In other words, ISS and Glass Lewis have real muscle, and so naturally, they’ve made some enemies in corporate America, especially, it seems, with those who don’t see eye-to-eye with them on their climate change advocacy. In 2020, upon industry complaints that there was something rotten with the PVAB “duopoly” both advising clients on how to craft successful shareholder proposals and also making voting recommendations for other clients, the S.E.C. promulgated a rule—the “Proxy Advice Rule”—which basically told PVABs that if they didn’t want to get into trouble for solicitation, they needed to disclose their conflicts and also give companies a chance to respond to their voting recommendations. Notably, this represented novel regulation at a time when Donald Trump was telling agencies in an executive order they needed to repeal two old rules for every new one. Of course, the S.E.C.’s move triggered a lawsuit from ISS alleging that the S.E.C. “lacks authority to regulate proxy advice as though it were a solicitation.”

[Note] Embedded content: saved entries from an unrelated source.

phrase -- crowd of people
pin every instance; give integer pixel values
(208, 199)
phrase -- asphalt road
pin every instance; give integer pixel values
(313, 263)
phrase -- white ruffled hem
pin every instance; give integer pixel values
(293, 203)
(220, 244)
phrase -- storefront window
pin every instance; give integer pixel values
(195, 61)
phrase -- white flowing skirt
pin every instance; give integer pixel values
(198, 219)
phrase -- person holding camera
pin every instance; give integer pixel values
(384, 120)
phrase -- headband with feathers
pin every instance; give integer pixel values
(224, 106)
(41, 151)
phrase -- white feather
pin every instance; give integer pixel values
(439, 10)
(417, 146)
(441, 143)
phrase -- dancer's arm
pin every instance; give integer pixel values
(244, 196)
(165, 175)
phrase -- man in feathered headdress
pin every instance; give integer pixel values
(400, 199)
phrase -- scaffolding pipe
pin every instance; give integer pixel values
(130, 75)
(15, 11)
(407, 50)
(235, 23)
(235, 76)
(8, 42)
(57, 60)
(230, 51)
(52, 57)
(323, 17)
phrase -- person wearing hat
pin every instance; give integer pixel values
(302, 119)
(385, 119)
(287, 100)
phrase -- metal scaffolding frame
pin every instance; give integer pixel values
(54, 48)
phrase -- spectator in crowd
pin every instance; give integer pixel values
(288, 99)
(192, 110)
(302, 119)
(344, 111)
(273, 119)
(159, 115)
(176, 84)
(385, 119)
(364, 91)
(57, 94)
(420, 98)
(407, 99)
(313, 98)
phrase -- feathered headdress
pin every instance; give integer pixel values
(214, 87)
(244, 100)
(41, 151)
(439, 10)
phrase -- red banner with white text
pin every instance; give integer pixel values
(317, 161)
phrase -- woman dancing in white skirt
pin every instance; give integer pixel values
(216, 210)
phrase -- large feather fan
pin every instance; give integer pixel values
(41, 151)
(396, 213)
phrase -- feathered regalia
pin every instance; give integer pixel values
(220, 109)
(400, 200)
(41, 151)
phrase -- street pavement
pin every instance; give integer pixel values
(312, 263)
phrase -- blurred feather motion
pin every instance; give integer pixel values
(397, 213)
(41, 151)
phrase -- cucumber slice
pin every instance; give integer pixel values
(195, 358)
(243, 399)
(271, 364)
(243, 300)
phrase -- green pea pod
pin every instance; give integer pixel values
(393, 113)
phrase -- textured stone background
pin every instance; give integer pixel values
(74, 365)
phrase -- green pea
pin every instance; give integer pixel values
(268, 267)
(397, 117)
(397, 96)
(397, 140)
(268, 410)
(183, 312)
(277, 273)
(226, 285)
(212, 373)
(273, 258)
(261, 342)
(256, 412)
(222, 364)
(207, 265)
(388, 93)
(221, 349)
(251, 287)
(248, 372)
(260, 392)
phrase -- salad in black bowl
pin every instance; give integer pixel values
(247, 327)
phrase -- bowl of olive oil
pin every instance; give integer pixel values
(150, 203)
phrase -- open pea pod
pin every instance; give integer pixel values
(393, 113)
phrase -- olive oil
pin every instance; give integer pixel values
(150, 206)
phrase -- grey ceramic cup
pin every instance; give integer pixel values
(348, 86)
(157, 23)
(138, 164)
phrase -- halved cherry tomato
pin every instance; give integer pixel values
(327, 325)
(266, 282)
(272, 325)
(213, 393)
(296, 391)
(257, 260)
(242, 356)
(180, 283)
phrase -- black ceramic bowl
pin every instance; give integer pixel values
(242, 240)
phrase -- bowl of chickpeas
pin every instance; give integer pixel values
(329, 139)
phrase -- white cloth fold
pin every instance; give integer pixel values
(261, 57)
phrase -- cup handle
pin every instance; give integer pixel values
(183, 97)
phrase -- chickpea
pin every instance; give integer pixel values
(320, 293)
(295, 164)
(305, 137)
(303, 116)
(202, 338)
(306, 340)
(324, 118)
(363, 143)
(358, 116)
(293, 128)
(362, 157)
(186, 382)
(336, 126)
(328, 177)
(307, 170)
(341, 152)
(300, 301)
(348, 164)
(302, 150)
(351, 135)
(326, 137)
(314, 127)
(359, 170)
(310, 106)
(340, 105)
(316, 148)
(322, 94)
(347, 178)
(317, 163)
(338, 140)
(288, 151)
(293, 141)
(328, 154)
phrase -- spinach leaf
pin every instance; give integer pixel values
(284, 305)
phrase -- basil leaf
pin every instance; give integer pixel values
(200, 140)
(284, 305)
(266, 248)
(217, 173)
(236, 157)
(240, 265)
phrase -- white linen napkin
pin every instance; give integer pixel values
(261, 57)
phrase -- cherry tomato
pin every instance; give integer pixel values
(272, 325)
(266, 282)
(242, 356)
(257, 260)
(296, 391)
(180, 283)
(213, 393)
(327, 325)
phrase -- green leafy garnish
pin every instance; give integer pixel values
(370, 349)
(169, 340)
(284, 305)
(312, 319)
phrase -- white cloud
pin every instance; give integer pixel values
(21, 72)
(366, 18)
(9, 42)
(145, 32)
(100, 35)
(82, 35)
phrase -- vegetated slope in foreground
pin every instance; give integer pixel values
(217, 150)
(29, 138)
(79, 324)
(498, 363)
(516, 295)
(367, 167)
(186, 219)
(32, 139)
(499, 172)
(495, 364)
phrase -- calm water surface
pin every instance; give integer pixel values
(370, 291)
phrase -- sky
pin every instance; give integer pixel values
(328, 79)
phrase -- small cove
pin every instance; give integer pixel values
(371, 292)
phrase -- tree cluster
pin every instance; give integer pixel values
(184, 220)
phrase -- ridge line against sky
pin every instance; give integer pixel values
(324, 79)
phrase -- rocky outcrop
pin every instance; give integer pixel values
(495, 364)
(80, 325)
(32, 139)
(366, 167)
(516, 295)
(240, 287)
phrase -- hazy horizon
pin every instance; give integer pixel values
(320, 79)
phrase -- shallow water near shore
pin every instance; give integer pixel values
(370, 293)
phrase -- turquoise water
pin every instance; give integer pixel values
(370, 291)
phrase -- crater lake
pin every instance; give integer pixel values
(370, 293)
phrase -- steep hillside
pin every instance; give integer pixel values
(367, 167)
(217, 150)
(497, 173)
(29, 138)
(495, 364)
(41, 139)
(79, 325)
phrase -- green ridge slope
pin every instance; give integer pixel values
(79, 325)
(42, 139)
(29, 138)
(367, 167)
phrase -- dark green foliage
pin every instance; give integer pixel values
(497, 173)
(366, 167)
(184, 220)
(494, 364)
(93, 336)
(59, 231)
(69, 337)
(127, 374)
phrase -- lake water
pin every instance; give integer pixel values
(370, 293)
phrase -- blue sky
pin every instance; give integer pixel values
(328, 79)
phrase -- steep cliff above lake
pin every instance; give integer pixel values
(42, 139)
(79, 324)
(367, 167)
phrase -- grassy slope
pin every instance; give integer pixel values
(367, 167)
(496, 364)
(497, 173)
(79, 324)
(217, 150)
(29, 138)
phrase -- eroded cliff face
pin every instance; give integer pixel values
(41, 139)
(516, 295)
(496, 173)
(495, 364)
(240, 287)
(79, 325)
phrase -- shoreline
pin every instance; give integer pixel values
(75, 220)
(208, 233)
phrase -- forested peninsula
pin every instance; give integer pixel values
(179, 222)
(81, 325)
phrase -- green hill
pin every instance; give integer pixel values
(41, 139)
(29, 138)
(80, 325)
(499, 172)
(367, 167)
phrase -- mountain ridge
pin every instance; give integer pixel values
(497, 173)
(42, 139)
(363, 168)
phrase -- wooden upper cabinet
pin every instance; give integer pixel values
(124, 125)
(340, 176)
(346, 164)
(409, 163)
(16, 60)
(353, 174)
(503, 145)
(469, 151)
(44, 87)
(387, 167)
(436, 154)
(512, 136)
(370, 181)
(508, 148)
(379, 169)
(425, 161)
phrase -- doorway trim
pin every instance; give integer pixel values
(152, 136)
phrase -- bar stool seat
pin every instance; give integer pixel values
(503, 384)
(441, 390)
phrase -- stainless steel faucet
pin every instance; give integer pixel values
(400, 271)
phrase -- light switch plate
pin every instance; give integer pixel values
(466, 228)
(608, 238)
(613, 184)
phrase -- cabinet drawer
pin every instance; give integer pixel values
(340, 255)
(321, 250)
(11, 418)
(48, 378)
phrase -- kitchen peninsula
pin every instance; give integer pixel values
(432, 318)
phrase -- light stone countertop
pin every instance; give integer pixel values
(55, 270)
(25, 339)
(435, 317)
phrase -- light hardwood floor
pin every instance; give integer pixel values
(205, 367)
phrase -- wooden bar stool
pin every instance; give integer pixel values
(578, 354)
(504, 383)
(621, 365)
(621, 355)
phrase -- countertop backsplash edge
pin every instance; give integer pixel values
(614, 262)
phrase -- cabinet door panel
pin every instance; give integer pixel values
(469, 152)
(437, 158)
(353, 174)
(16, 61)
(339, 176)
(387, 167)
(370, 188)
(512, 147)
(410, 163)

Then came the election of Joe Biden, who nominated Gensler to lead the S.E.C. Within months of his confirmation, Gensler started backtracking on the Proxy Advise Rule until finally, in July, he announced a different direction in the interest of “shareholder democracy.” He cited the necessity of protecting the “timeliness and independence of proxy voting advice,” which, translated from the corporate lexicon, means he wasn’t about to let those polluting companies gum up the works of needed change on the environmental and social fronts.

For those surmising this brought lawsuits too, correctamundo. The National Association of Manufacturing and Natural Gas Services Group sued in Texas federal court, and the U.S. Chamber of Commerce sued in Tennessee federal court. Both suits attracted amicus briefs where lots of high-priced lawyers—even Democratic ones like Barack Obama’s former Solicitor General Donald Verrilli—recently got the chance to argue that canceling the prior administration’s rules without a meaningful notice and comment period wasn’t permissible.

On Sept. 28, U.S. District Court judge David Counts gave manufacturers and gas producers a win. In his summary judgment decision (read here), the Texas judge wrote, “Coincidence is just a messenger sent by truth. Yet [the S.E.C.] expects this Court to accept this case’s coincidences and turn a blind eye to the rest. The Court will not do so. [The S.E.C.’s] conduct achieved its end—a subtle wink to an industry with only two major players that the S.E.C. would not enforce the Proxy Advice Rule’s compliance deadline. But the means to that end were unlawful.”

Boardroom Politics 

The impact of that order, two weeks ago, is momentarily unclear. But there really is no slowing down the speeding train of shareholder proposals. In an added wrinkle that reflects our political age, now conservatives are also jumping on board, pushing their own slate with an anti-E.S.G. focus. One example came this May from the Free Enterprise Institute, which demanded that Comcast issue a report detailing the risks of not including “viewpoint” and “ideology” in its equal employment opportunity policies. “Comcast owns MSNBC, about the least ideologically diverse entity on earth, other than any faculty lounge,” commented F.E.I. director Scott Shepard at the time. The proposal earned only 1.4 percent shareholder support, but conservatives are preparing more proxy wars regardless. Union-busting proposals, for instance, are ahead for Starbucks, Apple, Amazon, and Tesla.

Those might not stand much of a chance either, given the resistance from image-conscious boards, giant municipal pension funds in liberal states, and the almighty PVABs. Which is why Leonard Leo, the longtime leader of the Federalist Society who successfully pushed courts rightward through judicial appointments and helped overturn Roe v. Wade, has made “woke capitalism” his next big project. According to a story this past week in The New York Times, Leo is now advising organizations on anti-E.S.G. campaigns including pushing Republican state treasurers to assert their own power of the purse.

What this all adds up to is the prospect that corporations themselves become an electoral battleground. Those culture wars may be presently having their moment in the classroom. Up next comes the boardroom.